Wednesday, March 16, 2011

Thank you for your consideration #10

Mixed emotions.

The good, elated, proud, excited - I was offered a job with the college that I interviewed with last week.
The frustrated, let-down, unsure - It was not the job that I applied for and it's not full-time.

Here's the scoop:  I got a call back and was offered the job 'below' the position that I interviewed for. The dude explained that he'd like to have me on board but with the economy and all, there were a ton of applicants okay with lateral moves or down-ward moves just to stay in the field (and basically, I was a new grad looking to move up).
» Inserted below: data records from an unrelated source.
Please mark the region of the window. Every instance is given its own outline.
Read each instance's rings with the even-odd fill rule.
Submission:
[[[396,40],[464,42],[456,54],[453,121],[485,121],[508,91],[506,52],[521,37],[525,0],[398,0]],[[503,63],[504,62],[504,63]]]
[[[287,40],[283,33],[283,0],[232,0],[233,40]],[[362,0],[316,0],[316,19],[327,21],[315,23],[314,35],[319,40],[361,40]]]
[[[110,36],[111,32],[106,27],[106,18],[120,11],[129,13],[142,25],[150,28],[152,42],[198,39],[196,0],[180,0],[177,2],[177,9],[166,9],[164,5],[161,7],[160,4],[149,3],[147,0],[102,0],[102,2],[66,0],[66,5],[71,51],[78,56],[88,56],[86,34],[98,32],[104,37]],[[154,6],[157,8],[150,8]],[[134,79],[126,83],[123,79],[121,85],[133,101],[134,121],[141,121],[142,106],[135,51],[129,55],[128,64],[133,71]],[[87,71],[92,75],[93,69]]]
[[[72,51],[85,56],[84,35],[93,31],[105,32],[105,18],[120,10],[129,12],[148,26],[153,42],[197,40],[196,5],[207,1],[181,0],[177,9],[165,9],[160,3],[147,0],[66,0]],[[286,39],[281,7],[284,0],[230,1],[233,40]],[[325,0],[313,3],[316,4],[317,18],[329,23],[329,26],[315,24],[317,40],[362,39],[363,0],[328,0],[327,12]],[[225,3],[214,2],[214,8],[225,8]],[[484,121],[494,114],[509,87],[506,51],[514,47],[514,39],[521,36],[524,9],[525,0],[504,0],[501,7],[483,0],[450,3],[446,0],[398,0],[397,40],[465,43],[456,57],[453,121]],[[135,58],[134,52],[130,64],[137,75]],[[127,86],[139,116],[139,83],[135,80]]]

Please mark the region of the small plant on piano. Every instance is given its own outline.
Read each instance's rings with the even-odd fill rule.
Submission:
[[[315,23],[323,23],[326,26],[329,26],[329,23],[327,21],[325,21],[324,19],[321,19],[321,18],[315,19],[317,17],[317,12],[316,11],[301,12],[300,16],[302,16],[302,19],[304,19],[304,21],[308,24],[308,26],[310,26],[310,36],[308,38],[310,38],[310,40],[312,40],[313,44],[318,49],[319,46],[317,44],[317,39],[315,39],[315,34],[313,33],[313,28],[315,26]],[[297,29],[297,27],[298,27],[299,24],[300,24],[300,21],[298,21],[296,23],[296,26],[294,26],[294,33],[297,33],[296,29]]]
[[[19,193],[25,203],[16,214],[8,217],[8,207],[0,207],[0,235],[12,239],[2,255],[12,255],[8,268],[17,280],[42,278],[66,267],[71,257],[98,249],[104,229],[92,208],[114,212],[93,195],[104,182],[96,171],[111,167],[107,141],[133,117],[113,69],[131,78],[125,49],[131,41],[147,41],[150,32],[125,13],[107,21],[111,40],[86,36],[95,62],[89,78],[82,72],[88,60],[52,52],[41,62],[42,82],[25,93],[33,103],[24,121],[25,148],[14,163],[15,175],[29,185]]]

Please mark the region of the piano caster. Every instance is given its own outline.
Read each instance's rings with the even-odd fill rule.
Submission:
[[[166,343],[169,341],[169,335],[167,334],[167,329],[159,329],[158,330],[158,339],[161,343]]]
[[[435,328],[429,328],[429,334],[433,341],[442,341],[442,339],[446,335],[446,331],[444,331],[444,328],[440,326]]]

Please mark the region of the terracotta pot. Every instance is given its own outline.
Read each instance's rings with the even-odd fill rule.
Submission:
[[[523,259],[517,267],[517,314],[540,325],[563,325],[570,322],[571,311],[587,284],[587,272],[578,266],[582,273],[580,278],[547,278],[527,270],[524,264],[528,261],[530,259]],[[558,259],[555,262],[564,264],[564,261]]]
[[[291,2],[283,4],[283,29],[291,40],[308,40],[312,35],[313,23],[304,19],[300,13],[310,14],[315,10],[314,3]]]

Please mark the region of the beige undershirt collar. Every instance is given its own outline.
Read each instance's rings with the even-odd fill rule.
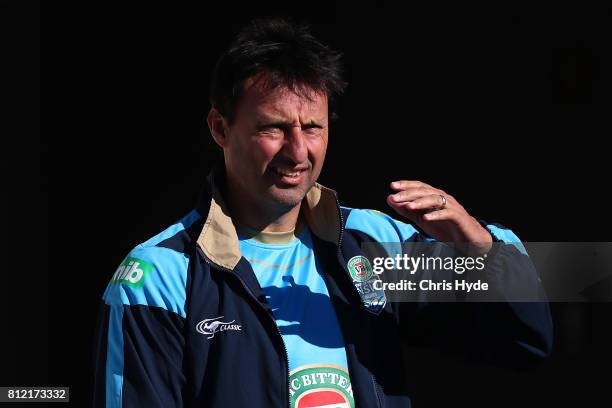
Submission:
[[[247,239],[253,239],[263,244],[288,244],[295,240],[304,229],[304,222],[302,221],[301,217],[298,219],[297,225],[294,229],[283,232],[259,231],[244,224],[240,224],[236,220],[234,220],[234,225],[236,226],[236,231],[240,236]]]

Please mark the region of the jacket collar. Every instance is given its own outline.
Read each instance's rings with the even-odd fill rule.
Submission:
[[[216,167],[207,177],[206,188],[198,203],[198,211],[206,214],[197,243],[204,255],[215,264],[233,270],[242,253],[236,226],[221,194],[225,169]],[[318,238],[338,245],[341,234],[341,215],[336,192],[319,183],[308,191],[301,211],[311,232]]]

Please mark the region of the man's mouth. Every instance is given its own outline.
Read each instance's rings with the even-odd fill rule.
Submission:
[[[281,183],[297,185],[302,180],[304,173],[308,170],[308,167],[302,168],[283,168],[283,167],[270,167],[272,174],[275,174]]]
[[[278,174],[279,176],[284,176],[284,177],[298,177],[300,174],[302,174],[302,172],[304,172],[306,169],[298,169],[298,170],[287,170],[287,169],[281,169],[278,167],[272,167],[272,170],[274,170],[274,172],[276,174]]]

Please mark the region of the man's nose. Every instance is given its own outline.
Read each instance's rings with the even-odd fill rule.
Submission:
[[[287,129],[283,150],[295,163],[304,163],[308,160],[308,146],[301,127],[293,126]]]

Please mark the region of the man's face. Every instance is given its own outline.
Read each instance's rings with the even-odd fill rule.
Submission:
[[[328,140],[327,96],[268,90],[247,80],[223,146],[234,201],[286,211],[321,174]]]

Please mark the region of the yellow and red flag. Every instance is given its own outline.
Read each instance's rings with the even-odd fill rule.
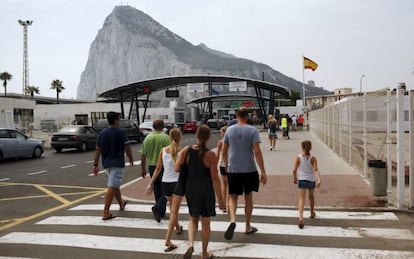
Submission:
[[[303,57],[303,67],[305,69],[312,69],[312,71],[315,71],[318,68],[318,64],[310,58]]]

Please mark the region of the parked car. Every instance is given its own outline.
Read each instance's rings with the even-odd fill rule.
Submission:
[[[207,120],[207,126],[209,126],[211,129],[220,129],[224,125],[225,125],[224,120],[222,119],[208,119]]]
[[[62,152],[64,148],[77,148],[85,152],[95,149],[98,131],[86,125],[72,125],[63,127],[52,136],[51,146],[56,152]]]
[[[0,128],[0,161],[6,158],[39,158],[45,147],[41,140],[27,137],[14,129]]]
[[[167,131],[165,132],[166,134],[170,134],[170,130],[171,130],[171,129],[173,129],[173,128],[179,128],[177,124],[175,124],[175,123],[170,123],[170,122],[165,123],[165,124],[164,124],[164,126],[165,126],[165,129],[167,130]]]
[[[56,120],[41,120],[40,130],[43,132],[56,132],[57,131]]]
[[[154,131],[152,123],[152,121],[144,121],[139,124],[139,129],[142,131],[144,138]],[[168,129],[166,127],[163,128],[163,131],[165,134],[168,134]]]
[[[109,127],[109,122],[107,119],[100,119],[96,122],[96,129],[100,133],[105,128]],[[124,129],[128,135],[129,140],[135,140],[138,143],[141,143],[144,139],[143,132],[138,128],[137,124],[132,120],[121,119],[119,121],[119,127]]]
[[[199,127],[199,123],[196,121],[191,121],[191,122],[186,122],[183,126],[183,132],[196,132],[198,127]]]

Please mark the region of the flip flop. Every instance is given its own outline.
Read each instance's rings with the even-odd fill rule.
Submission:
[[[312,213],[310,216],[309,216],[309,218],[311,218],[311,219],[314,219],[316,217],[316,213],[314,212],[314,213]]]
[[[125,206],[128,204],[128,200],[124,200],[124,206],[119,207],[120,211],[124,211],[125,210]]]
[[[187,249],[187,251],[185,252],[185,254],[184,254],[183,258],[184,258],[184,259],[191,259],[191,256],[193,255],[193,253],[194,253],[194,247],[190,246],[190,247]]]
[[[109,220],[109,219],[114,219],[114,218],[116,218],[116,216],[114,216],[114,215],[112,215],[112,214],[109,214],[108,216],[106,216],[106,217],[102,217],[102,220]]]
[[[183,226],[180,225],[180,228],[178,230],[175,231],[176,235],[181,235],[183,233]]]
[[[298,227],[300,229],[303,229],[305,227],[305,225],[303,224],[303,221],[299,221]]]
[[[174,249],[177,249],[177,246],[171,244],[171,245],[167,246],[167,248],[164,249],[164,252],[171,252]]]
[[[212,253],[208,253],[208,256],[205,257],[205,259],[213,259],[214,255]]]
[[[236,223],[234,222],[230,223],[226,232],[224,233],[224,238],[227,240],[232,240],[235,229],[236,229]]]
[[[251,234],[256,233],[256,232],[257,232],[257,230],[258,230],[257,228],[252,227],[252,229],[250,229],[250,231],[244,232],[244,234],[246,234],[246,235],[251,235]]]

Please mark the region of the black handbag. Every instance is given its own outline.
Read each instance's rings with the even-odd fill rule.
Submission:
[[[188,176],[188,155],[190,153],[190,147],[187,149],[187,154],[184,159],[184,163],[180,165],[180,175],[178,176],[178,182],[175,185],[174,194],[178,196],[185,195],[185,184]]]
So, there were people who interview for the position that I applied for that already have been doing the same job at other schools for years and had a good track record and years of experience doing the exact thing that the job entailed. Whereas, this job would be a step-up for me. He offered me an assistant job to the position that I wanted. It's a bit of a blow to the ego, but any offer is a good offer, right?? Especially one in a department in my field, and that could actually take advantage of my recent graduate training. However, most of the people in this position were typical still in school at the time. And I have my degree, I have work experience, and I'm in my 30s. I feel like I would be struck back down to the level of grad-school kid after working so hard to get my degree and move on and upward.
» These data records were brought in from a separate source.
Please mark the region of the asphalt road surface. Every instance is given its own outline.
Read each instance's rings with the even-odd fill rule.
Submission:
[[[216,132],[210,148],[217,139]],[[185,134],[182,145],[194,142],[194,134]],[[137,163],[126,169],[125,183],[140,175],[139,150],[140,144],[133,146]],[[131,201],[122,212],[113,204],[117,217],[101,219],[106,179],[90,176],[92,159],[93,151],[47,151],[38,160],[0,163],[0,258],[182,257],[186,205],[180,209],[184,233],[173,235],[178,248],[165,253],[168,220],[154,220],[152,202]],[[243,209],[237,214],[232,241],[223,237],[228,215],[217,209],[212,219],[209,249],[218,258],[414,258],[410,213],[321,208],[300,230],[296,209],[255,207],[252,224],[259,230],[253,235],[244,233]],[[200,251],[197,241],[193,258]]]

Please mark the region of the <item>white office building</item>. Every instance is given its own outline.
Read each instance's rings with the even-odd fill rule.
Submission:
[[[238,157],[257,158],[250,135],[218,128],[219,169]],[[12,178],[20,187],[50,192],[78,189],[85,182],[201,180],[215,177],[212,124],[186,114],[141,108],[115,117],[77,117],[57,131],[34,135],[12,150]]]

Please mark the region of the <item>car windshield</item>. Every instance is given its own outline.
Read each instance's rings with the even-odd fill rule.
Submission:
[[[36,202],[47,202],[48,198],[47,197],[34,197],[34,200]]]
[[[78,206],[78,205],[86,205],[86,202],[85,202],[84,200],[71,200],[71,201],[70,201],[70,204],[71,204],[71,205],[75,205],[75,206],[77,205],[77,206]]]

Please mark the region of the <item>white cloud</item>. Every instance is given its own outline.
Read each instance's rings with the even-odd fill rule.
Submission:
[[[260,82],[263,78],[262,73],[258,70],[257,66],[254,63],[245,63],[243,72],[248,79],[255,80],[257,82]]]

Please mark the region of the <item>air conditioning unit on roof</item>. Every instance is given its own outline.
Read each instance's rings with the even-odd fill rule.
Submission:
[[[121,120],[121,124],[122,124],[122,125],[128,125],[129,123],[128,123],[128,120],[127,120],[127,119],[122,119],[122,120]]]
However, ego aside, there was a bigger issue. The job was 39 hour a week. And they deem 39 hours as part time (!). It's clear that if they are asking for 39 hours, that they really need a full-time person. PT means no benefits. No sick time. No paid holidays. And, no health insurance. No sick time would suck, but no insurance might be a deal breaker. I asked the dude if I could get back to him on Monday with my decision, so I have a few days to scramble and figure out what to do.  With 39 hours, it would be hard to work a second PT job (i.e. barista-ing somewhere to get benefits).
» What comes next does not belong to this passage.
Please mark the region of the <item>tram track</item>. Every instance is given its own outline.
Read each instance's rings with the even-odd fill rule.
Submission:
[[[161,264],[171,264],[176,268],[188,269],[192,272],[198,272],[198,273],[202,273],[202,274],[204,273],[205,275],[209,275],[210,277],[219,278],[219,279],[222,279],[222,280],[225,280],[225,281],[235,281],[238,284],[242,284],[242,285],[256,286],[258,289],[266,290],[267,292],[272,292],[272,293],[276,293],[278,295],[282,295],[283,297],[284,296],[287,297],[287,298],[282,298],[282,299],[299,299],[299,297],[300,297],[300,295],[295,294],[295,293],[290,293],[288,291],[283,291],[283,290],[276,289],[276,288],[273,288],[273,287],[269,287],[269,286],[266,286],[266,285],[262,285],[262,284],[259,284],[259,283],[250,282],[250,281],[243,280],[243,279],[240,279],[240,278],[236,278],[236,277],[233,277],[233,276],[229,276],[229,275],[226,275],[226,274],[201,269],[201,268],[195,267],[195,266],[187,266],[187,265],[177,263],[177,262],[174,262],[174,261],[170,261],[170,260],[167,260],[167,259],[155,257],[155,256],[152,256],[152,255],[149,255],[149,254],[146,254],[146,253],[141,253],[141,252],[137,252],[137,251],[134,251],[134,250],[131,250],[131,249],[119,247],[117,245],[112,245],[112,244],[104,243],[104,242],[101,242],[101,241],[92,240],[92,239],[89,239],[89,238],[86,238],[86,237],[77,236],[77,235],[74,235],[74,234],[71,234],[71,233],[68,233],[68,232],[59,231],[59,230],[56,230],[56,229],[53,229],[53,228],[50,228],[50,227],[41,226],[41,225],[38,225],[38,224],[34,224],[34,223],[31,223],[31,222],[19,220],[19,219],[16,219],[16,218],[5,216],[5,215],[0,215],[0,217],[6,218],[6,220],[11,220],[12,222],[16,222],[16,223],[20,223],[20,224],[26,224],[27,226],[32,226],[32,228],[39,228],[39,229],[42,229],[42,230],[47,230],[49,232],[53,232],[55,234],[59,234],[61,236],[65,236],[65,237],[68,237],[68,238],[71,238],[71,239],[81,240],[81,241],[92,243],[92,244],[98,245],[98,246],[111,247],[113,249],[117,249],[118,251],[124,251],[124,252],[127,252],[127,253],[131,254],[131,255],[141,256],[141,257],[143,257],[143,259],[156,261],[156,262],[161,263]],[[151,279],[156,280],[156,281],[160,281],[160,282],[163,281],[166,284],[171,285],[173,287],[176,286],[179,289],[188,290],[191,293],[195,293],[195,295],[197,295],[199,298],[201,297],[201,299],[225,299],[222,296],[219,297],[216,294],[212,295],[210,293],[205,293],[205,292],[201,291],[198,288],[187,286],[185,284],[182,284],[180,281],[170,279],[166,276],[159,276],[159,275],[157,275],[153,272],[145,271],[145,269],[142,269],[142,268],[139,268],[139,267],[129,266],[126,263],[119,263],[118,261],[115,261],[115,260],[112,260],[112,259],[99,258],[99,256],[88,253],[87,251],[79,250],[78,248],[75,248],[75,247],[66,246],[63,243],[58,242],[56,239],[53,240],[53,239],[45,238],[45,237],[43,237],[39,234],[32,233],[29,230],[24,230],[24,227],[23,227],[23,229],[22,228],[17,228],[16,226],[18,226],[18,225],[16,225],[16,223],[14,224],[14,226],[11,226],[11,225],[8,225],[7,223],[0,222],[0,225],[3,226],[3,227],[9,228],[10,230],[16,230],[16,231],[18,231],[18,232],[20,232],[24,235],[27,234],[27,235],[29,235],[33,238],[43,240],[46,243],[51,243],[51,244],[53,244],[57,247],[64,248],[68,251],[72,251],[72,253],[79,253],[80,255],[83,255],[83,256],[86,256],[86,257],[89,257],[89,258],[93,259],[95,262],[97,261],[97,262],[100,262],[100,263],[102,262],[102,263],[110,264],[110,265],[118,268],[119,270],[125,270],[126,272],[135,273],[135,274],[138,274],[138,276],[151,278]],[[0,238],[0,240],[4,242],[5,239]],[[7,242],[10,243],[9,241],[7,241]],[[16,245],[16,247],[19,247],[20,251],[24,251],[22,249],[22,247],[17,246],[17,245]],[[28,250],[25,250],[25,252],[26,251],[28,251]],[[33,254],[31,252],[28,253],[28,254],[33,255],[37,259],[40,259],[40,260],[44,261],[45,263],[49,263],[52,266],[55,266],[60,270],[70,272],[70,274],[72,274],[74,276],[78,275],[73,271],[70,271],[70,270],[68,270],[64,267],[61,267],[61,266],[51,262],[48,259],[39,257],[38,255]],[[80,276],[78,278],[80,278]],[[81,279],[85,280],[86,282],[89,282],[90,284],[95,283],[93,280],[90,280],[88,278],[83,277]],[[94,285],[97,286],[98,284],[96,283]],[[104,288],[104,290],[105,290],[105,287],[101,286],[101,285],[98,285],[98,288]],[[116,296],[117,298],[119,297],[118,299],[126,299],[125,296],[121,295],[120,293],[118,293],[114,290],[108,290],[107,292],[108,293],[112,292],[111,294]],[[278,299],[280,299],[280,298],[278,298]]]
In addition to the dash to my ego this seems unfair, and kinda unethical, and just....bogus.

I know it would be good to get my foot in the door and I would learn a lot. And hopefully, be able to prove myself and move into my desired position. IF it became available.

What do I do....Take this as a opportunity or a gamble? If I do, will I feel like I am settling? Will the unsteady paycheck and lack of health insurance cause undue stress on my marriage? But, my job is soon coming to an end and some work is always better than no work. help.

Decisions, decisions.

1 comment:

  1. I feel as though you already have the answer to what you should do. Usually if it doesn't feel right it isn't right. However, there could be a positive side to taking the job. You get in with the institution and if something full time becomes available you have a better shot of obtaining that position. The kicker is, you don't really know how long that may be. What ever you decide I wish you the best of luck as you begin your journey in Higher Ed.